This sounds like a variation on one of Dr. R. E.D. Woolsey's scheduling problems -- given a list of tasks requiring a constrained resource, what is an optimal schedule to get the most bang for the buck.

The original is set in terms of a machine-shop with five heavy drill-presses: build the proper order of the incoming work so as to keep the presses always busy during the shift (down-tune is to be minimized). But, the presses can not be run for more than seven hours per shift with out maintenance.

The approach (if memory serves) is:

1. Sort the list in descending order of the amount of resource needed.
2. Remove the first N items and assign them to the each of the N buckets.
3. Iteration Loop:
   1. The top work-item is removed from the list, checked against the existing list of buckets, and added to the first bucket that can contain it, subject to the constraint.
   2. If the work-item won't fit any bucket in the current bucket set, then the item starts a new starts a new bucket.
4. Repeat until the work-list is exhausted.

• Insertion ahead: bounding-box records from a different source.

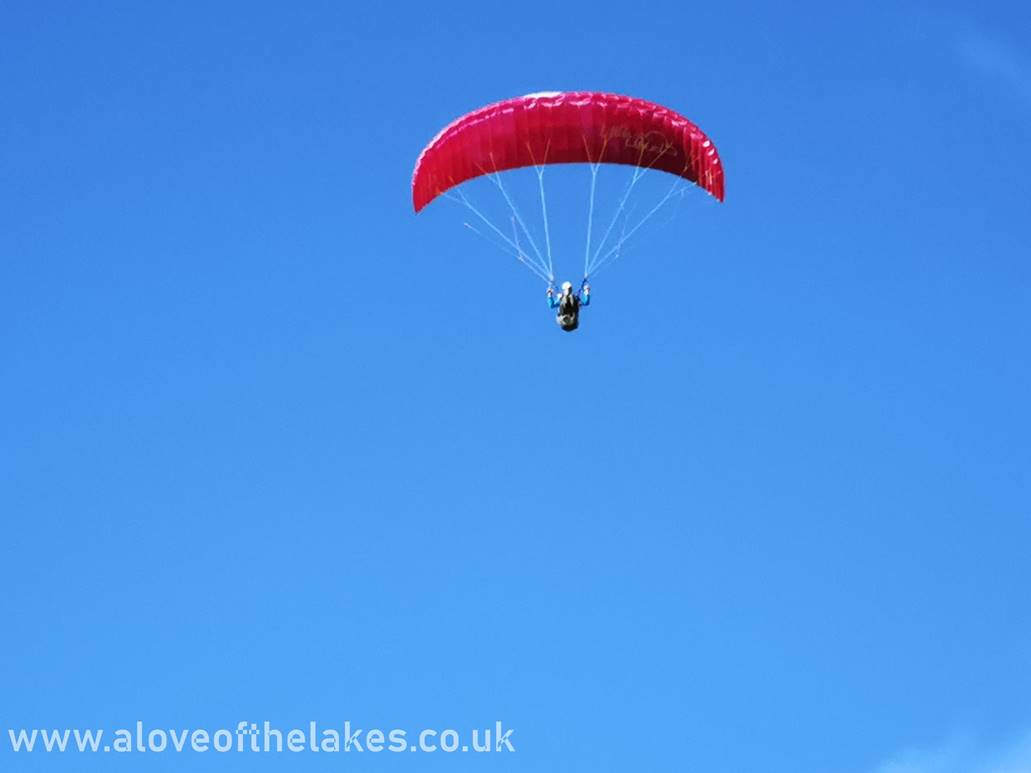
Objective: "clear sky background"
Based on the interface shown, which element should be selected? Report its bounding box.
[0,2,1031,773]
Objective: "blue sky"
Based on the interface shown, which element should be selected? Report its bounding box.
[0,2,1031,773]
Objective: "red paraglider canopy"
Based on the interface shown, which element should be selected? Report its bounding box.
[411,92,724,212]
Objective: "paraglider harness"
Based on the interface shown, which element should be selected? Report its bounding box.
[555,278,587,333]
[556,293,579,333]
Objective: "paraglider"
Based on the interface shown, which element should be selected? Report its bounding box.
[547,279,591,333]
[411,92,724,332]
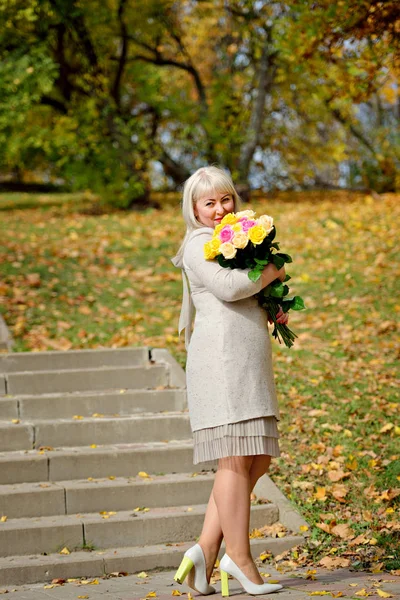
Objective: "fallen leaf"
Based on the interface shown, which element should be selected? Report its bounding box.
[332,523,354,540]
[315,523,332,533]
[376,588,393,598]
[318,556,350,569]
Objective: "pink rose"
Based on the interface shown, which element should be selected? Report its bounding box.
[219,225,235,244]
[241,219,256,233]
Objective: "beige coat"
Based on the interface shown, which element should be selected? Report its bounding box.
[182,227,279,431]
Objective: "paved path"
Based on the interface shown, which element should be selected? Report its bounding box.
[0,565,400,600]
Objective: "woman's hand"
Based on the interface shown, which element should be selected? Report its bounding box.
[261,263,286,288]
[268,306,289,325]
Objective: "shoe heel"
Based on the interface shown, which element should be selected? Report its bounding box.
[174,556,194,583]
[220,570,229,598]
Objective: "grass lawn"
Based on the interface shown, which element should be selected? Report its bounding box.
[0,193,400,572]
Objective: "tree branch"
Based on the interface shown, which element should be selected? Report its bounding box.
[40,95,68,115]
[239,29,277,183]
[111,0,128,108]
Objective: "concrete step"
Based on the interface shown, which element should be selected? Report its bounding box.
[5,364,169,395]
[9,388,186,419]
[0,347,150,373]
[0,473,214,519]
[0,412,190,452]
[0,499,279,556]
[0,439,213,485]
[0,535,304,584]
[0,396,18,420]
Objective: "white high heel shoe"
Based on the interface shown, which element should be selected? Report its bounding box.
[219,554,283,596]
[174,544,215,596]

At the end of the process, you have a list of K buckets with M items in each bucket.

If K is greater than N, the number of servers (machines), then you a) have more work than you can handle and b) a measure of the value of having another server available.

For each bucket, the sum of the resource consumed by the M items gives you that amount of additional work you could perform before running out of gas (the 'head-room').

In addition to giving you an optimal schedule for your servers, this gives you ammunition when Management asks pointed questions. ("Do you really need so many servers?", "Do we have enough capacity?", "How many more servers will we need to add if we double the work load?", etc)